Safety of lovastatin in pregnant women has not been established. Lovastatin should be discontinued as soon as pregnancy is recognized. Currently, most experts recommend that dyslipidemias in pregnant women be managed with dietary measures; consultation with a lipid specialist is recommended for pregnant women with severe forms of dyslipidemia.

Lovastatin has produced skeletal malformations in offspring of pregnant mice and rats receiving dosages of 80 mg/kg daily during gestation (7 times the human dose based on body surface area and 5 times the human exposure based on area under the plasma concentration-time curve [AUC], respectively). Administration of the active β,δ-dihydroxyacid form of lovastatin (mevinolinic acid) at 60 mg/kg daily produced similar skeletal malformations; these teratogenic effects were markedly or completely suppressed by concomitant administration of the inhibited product mevalonic acid but not by cholesterol coadministration. No evidence of malformations was observed when pregnant rabbits were given 5 mg/kg daily (equivalent to a human dose of 80 mg daily based on body surface area) or a maternally toxic dose of 15 mg/kg daily (3 times the human dose of 80 mg daily based on body surface area).

Cholesterol and other products of the cholesterol biosynthetic pathway are essential for fetal development, including synthesis of steroids and cell membranes. Because of the ability of statins such as lovastatin to decrease the synthesis of cholesterol and possibly other products of the cholesterol biosynthetic pathway, lovastatin may cause fetal harm when administered to pregnant women. Rarely, congenital anomalies have been reported clinically following intrauterine exposure to statins. In an analysis of more than 200 prospectively followed pregnancies exposed during the first trimester to lovastatin or another closely related statin, the incidence of congenital anomalies was comparable to that seen in the general population; this number of pregnancies was sufficient to exclude a threefold or greater increase in congenital anomalies over the background incidence.

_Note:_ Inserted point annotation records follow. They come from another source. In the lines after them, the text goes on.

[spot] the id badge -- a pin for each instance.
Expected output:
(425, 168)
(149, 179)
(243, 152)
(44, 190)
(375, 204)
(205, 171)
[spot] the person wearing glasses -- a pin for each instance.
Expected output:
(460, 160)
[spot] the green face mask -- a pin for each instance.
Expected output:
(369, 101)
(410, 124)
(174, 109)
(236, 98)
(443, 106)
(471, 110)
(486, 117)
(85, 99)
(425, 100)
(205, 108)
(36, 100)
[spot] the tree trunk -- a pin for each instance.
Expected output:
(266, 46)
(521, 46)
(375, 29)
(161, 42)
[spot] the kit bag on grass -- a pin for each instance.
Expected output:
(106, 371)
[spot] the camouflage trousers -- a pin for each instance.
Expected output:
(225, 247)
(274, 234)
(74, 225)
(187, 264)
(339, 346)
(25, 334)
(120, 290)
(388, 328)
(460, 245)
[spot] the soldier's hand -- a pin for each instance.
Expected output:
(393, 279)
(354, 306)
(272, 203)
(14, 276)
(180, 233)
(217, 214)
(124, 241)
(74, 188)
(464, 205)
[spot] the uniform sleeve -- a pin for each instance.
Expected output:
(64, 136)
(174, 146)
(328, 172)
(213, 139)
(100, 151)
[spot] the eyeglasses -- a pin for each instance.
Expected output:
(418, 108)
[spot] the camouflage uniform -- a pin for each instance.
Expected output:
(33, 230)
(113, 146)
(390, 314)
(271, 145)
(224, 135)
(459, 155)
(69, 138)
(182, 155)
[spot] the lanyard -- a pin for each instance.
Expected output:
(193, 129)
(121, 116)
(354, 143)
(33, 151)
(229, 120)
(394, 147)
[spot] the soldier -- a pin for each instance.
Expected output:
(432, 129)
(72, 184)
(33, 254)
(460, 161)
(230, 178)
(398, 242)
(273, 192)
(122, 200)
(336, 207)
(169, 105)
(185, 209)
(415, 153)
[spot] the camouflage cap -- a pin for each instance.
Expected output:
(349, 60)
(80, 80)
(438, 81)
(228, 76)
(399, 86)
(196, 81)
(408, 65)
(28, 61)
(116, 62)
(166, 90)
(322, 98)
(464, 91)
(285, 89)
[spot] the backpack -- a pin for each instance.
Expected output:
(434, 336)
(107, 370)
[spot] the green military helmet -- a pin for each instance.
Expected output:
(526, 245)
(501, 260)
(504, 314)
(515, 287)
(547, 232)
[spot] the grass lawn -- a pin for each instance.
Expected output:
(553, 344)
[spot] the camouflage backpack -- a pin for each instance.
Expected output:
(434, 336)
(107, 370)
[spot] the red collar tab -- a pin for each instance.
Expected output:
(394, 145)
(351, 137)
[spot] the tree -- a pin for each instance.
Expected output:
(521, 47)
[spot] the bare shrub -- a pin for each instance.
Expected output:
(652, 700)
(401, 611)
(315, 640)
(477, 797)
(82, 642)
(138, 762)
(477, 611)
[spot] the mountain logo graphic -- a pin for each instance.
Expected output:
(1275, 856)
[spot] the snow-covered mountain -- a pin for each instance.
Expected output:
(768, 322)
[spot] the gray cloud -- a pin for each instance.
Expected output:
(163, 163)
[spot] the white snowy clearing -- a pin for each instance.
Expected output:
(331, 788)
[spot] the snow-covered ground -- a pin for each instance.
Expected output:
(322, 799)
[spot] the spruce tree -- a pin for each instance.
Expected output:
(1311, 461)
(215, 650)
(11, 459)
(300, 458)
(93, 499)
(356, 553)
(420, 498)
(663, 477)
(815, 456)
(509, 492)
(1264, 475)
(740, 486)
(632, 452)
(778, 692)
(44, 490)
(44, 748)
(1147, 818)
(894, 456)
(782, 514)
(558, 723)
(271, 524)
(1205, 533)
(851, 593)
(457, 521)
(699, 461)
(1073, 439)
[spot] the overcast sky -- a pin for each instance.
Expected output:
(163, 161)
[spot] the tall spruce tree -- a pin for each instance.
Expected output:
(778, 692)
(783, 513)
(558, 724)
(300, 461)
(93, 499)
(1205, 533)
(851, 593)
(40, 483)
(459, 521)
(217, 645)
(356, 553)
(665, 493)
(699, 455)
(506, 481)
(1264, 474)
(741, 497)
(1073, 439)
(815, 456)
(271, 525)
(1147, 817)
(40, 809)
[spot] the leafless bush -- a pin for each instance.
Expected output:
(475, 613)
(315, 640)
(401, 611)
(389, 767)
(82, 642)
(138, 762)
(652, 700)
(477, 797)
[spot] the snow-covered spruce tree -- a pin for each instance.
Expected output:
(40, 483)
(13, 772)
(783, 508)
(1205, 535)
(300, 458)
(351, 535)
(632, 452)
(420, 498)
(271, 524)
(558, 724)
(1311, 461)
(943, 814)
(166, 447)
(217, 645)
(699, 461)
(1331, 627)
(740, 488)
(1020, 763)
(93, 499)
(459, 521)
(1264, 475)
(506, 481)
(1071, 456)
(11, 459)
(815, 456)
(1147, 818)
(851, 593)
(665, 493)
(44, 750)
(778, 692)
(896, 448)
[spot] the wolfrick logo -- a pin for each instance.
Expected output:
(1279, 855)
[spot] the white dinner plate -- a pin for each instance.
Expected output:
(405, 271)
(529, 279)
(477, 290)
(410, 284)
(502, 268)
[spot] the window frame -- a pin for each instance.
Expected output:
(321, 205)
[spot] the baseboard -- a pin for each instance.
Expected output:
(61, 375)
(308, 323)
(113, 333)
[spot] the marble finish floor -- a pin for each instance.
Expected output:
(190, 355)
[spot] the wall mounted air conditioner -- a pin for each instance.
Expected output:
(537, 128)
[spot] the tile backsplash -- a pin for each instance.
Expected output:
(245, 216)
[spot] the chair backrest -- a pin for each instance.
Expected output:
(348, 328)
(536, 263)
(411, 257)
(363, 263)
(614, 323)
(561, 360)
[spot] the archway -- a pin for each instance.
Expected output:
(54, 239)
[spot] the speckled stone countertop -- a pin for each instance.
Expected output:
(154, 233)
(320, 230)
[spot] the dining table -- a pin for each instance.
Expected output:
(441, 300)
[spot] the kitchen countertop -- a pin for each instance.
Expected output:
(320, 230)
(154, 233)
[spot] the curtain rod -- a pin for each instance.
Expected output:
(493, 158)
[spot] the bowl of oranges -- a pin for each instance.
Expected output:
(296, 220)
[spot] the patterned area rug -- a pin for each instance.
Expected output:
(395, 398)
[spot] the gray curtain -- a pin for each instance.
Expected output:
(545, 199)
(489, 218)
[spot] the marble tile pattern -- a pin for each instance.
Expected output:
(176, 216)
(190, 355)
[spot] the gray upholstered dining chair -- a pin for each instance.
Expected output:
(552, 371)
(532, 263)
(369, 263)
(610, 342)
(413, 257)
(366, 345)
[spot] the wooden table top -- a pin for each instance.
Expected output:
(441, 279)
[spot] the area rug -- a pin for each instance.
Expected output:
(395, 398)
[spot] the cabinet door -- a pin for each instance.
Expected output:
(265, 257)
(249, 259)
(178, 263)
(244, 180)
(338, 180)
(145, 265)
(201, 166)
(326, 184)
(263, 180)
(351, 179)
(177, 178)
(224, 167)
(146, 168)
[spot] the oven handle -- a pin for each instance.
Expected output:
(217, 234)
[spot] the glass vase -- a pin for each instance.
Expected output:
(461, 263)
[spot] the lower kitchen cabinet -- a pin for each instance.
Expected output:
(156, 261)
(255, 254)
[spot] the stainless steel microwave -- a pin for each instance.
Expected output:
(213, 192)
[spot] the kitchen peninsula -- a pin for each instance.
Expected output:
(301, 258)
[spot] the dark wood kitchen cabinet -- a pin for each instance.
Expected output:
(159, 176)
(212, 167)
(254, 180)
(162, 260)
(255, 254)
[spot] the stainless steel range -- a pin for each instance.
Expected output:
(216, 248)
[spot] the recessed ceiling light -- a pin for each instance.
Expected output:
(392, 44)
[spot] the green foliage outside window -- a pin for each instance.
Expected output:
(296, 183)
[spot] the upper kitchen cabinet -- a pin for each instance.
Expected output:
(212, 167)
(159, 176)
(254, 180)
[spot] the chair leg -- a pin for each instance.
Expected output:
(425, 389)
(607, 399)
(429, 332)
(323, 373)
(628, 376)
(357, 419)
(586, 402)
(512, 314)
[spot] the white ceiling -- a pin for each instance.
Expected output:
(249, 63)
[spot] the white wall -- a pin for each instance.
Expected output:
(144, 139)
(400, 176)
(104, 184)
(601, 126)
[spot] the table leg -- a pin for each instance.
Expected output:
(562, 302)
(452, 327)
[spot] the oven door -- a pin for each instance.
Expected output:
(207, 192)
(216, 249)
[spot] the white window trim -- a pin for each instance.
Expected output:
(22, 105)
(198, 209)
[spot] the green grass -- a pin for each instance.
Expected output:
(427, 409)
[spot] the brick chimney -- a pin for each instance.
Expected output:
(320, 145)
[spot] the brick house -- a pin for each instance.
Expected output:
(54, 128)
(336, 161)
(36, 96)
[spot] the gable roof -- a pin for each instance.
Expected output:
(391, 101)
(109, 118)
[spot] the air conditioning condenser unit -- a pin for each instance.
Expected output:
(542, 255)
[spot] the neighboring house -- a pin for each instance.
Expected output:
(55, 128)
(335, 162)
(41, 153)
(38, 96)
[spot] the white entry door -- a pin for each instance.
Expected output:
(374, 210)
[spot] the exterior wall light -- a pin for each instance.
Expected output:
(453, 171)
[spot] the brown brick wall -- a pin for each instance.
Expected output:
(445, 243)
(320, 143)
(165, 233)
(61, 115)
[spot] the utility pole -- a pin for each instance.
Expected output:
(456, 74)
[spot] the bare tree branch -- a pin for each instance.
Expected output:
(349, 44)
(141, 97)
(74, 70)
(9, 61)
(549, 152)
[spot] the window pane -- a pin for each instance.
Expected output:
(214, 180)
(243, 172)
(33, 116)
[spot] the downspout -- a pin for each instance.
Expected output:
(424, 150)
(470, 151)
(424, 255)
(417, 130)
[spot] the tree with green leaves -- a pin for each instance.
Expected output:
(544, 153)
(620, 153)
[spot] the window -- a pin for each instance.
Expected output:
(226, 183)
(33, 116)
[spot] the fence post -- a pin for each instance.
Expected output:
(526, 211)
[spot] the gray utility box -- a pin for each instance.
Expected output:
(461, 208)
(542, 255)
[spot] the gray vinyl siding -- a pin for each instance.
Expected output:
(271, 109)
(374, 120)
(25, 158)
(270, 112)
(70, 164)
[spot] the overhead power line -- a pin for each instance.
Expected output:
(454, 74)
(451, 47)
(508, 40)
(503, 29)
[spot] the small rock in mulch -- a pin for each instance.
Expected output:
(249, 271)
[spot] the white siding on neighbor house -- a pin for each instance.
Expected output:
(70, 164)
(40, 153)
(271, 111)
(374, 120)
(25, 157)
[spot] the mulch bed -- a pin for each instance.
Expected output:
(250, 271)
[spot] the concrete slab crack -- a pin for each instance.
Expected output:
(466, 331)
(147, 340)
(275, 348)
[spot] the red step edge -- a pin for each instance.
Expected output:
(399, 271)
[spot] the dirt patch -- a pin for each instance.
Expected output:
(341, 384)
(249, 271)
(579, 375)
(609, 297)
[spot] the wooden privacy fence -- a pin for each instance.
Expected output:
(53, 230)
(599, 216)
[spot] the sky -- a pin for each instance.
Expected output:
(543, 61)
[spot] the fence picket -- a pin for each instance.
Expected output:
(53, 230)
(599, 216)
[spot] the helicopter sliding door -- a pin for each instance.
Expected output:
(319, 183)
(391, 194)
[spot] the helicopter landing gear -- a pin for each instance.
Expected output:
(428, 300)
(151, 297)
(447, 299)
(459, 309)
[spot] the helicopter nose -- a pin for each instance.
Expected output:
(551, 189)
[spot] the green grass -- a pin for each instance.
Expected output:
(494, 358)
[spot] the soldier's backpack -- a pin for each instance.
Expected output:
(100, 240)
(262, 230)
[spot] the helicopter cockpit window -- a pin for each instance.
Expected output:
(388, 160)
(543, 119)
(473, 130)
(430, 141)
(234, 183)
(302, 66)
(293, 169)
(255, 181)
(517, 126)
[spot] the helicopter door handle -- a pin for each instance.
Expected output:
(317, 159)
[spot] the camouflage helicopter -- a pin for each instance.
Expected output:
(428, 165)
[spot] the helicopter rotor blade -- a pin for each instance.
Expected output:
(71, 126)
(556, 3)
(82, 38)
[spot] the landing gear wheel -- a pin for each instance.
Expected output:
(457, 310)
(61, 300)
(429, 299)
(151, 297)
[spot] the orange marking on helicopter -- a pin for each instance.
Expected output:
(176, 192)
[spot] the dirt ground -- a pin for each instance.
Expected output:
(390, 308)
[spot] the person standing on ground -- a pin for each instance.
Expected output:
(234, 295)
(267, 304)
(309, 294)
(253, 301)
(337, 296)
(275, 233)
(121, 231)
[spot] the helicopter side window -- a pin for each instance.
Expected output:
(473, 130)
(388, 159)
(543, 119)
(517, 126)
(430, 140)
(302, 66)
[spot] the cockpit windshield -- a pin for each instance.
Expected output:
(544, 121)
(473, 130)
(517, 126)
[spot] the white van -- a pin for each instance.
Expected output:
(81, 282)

Lovastatin is contraindicated in women who are or may become pregnant. The drug should be administered to women of childbearing age only when such patients are highly unlikely to conceive and have been informed of the potential hazard. If the patient becomes pregnant while receiving lovastatin, the drug should be discontinued immediately and the patient informed of the potential hazard to the fetus.

Fertility

Although the manufacturer states that reproduction studies in rats receiving lovastatin have not revealed evidence of impaired fertility, an increase in the rate of spontaneous testicular degeneration (i.e., testicular atrophy, decreased spermatogenesis, spermatocytic degeneration, and giant cell formation) was observed in dogs given oral lovastatin 20 mg/kg daily (12.5 times the maximum recommended human dosage) in a 1-year study; however, this effect was poorly reproducible and appeared to be unrelated to dosage. In a study in patients with type II hyperlipoproteinemia receiving oral lovastatin 40 mg daily for 4 months, there was a small but statistically significant reduction in sperm motility compared with that observed during dietary management alone but not compared with neomycin therapy. No alterations in sperm morphology or testicular dimensions or of biochemical indices of gonadal function (serum concentrations of testosterone, luteinizing hormone, follicle-stimulating hormone, prolactin) have been found in patients receiving lovastatin in clinical studies. However, at least one case of hypospermia, which resolved following discontinuance of lovastatin, has been reported.

Lactation

It is not known whether lovastatin is distributed into human milk; however, other statins are distributed into human milk. Because of the potential for serious adverse reactions from lovastatin in nursing infants, the drug is contraindicated in nursing women; women who require lovastatin therapy should not breast-feed their infants.